DSCI100/002 Group 5

Decoding Legendary Pokemon 

Introduction:
Pokemon is an entertainment franchise that surrounds a make-believe world where people catch, train and battle animals known as Pokemon. They are created with various statistics, appearances and personalities. In these games we as the player create teams and travel across various regions to battle other trainers and wild Pokemon. All Pokemon have set statistics determining how powerful they are, with the highly desirable “Legendary Pokemon” having much higher statistics than most of the non-legendaries. 
Our predictive question is to determine whether a hypothetical Pokemon we create with random statistics should be considered legendary.

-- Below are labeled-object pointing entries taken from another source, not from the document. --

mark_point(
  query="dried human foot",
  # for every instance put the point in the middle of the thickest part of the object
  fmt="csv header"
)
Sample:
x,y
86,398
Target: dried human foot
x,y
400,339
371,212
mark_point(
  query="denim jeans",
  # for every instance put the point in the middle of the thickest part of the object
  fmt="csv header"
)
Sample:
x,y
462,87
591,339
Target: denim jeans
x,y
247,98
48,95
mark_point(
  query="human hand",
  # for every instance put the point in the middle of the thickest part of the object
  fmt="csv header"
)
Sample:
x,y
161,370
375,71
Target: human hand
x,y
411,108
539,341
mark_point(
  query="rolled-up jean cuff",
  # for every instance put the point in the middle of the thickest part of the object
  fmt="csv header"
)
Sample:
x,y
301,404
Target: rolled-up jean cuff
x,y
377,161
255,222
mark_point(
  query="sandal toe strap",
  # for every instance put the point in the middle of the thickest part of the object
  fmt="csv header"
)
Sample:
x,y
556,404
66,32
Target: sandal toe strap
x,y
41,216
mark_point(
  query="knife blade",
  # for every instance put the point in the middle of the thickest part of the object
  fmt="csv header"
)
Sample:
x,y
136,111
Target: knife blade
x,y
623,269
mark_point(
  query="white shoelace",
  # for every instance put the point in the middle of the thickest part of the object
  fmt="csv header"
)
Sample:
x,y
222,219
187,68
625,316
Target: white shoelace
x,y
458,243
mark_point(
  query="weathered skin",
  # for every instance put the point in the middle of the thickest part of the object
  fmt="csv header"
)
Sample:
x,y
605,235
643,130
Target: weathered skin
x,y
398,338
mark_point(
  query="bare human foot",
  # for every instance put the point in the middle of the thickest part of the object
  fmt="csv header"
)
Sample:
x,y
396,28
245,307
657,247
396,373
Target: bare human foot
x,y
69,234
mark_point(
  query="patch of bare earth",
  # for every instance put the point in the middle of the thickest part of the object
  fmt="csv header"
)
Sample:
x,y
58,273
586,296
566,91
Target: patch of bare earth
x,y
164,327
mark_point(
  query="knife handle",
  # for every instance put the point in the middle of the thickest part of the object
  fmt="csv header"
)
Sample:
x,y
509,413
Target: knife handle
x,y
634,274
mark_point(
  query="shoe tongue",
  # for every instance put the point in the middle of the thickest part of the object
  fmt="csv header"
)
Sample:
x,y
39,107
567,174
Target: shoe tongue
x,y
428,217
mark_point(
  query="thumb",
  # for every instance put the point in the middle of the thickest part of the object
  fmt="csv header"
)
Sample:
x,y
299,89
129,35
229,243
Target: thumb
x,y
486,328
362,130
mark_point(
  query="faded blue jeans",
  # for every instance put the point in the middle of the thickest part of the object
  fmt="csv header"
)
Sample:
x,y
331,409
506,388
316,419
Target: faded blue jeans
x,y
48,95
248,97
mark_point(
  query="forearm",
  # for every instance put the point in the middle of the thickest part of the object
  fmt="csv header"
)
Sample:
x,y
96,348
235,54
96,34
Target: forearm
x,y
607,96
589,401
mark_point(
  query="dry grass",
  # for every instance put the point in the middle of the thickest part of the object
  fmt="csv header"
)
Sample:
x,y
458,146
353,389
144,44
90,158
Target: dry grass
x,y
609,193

We will analyze different selected variables of all the Pokemon up to the sixth generation to determine what constitutes a legendary and put our findings against our new Pokemon to determine if it is legendary or not. For our data, we are using the ‘Pokemon with Stats' dataset from Kaggle, containing the names of pokemon and all of their statistics, and a classification of either legendary or not legendary as variables. (source: https://www.kaggle.com/datasets/abcsds/pokemon)

Methods:
A classification model will be built, using the variables of attack, special attack, defense, special defense, and speed. These variables were chosen because they are the 5 traits that determine the overall strength/quality of a pokemon and there is typically a large difference in these values between legendary-tier pokemon and normal pokemon, so the predictor can be accurate using a nearest k-neighbors classifier. 
One way the results will be visualized is on a box plot, where the y axis is a total sum of all 5 predictor variables together, representing the overall strength of the pokemon. There will be four boxes, one box represents legendary pokemon, one represents non-legendary pokemon. Unknown classes will have 2 different boxes, one for legendary and one for non-legendary based on the prediction of the model. This will allow the reader to see the average stats of the different classes of pokemon, and whether the averages of the predictions match the averages of the known classifications.

In [1]:
#install.packages("themis")

In [2]:
#loading required libraries for the analysis. Install the packages if they are not previously installed.
library(rvest)
library(tidymodels)
library(themis)
library(tidyverse)
set.seed(100)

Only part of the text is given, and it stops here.